Is this series $$\sum_{n\geq 1}\left(\prod_{k=1}^{n}k^k\right)^{\!-\frac{4}{n^2}} $$ convergent or divergent?
My attempt was to use the comparison test, but I'm stuck at finding the behaviour of $\displaystyle \prod_1^n k^k$ as $n$ goes to infinity. Thanks in advance.
On
By Cesaro-Stolz theorem, we have that $$\lim_{n\to\infty}\frac{1}{n^2 \log(n)}\sum_{k=1}^{n} k\log(k)=\frac{1}{2}$$ and then we see that for $n$ large, we have that $$\frac{1}{n^2}\sum_{k=1}^{n} k\log(k)\approx\frac{\log(n)}{2}\Rightarrow \frac{-4}{n^2}\sum_{k=1}^{n} k\log(k)\approx -2\log(n)$$and thus $$\left(\prod_{k=1}^{n}k^k\right)^{\!-\frac{4}{n^2}}\approx \frac{1}{n^2}$$ whence we conclude the series converges.
Q.E.D. (an elementary way , without integrals)

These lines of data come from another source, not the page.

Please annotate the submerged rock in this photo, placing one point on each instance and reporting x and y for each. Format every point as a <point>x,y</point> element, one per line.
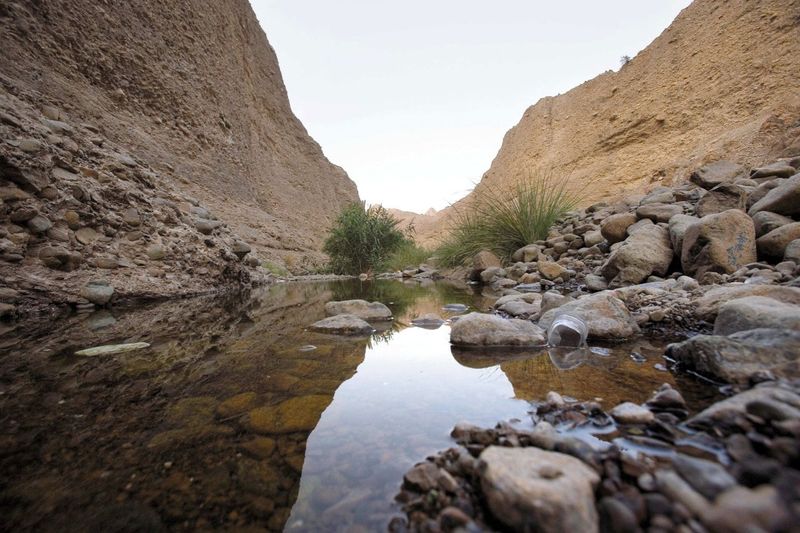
<point>735,358</point>
<point>360,308</point>
<point>343,325</point>
<point>529,489</point>
<point>480,329</point>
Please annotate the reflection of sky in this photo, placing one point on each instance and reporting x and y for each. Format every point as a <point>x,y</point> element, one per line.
<point>399,407</point>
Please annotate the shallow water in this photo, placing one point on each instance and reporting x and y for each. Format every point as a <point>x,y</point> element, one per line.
<point>315,434</point>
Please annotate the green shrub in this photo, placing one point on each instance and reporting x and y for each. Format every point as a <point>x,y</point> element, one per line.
<point>362,239</point>
<point>504,222</point>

Here is an elementary approach, without using the Glaisher-Kinkelin constant. Observe that $$ \ln \left(\left(\prod_{k=1}^{n}k^k\right)^{\!-\frac{4}{n^2}}\right)= -\frac{4}{n^2} \sum_{k=1}^{n}k\ln k. $$ Let $k\geq 1$ and let $x \in [k,k+1]$. Since $\displaystyle x \rightarrow x\ln x$ is an increasing function, you may write $$ k\ln k \leq x\ln x \leq (k+1)\ln (k+1), $$ integrating $$ \int_k^{k+1} k\ln k \:dx \leq \int_k^{k+1}x\ln x \:dx \leq \int_k^{k+1}(k+1)\ln (k+1) \:dx $$ equivalently, $$ \int_{k-1}^{k}x\ln x \:dx \leq k\ln k \leq \int_k^{k+1}x\ln x \:dx $$ then summing from $k=1$ to $n$, $n\geq1$, you get $$ \int_{0}^{n}x\ln x \:dx \leq \sum_{k=1}^{n}k\ln k \leq \int_1^{n+1}x\ln x \:dx. $$
As $n$ tends to $+\infty$, you readily have $$ \begin{align} & \int_{0}^{n}x\ln x \:dx = -\frac{n^2}{4} \left(1+ \ln \frac{1}{n^2}\right),\\ & \int_{1}^{n+1}x\ln x \:dx = -\frac{n^2}{4} \left(1+ \ln \frac{1}{n^2}\right)+\mathcal{O}{(n \ln n)}, \end{align} $$ giving $$ 1+ \ln \frac{1}{n^2}-\mathcal{O}{\left(\frac{\ln n}{n}\right)} \leq -\frac{4}{n^2} \sum_{k=1}^{n}k\ln k \leq 1+ \ln \frac{1}{n^2} $$ thus, by exponentiation, $$ \left(\prod_{k=1}^{n}k^k\right)^{\!-\frac{4}{n^2}} \sim \frac{e}{n^2}, \quad n \rightarrow \infty, $$ and the given series is convergent.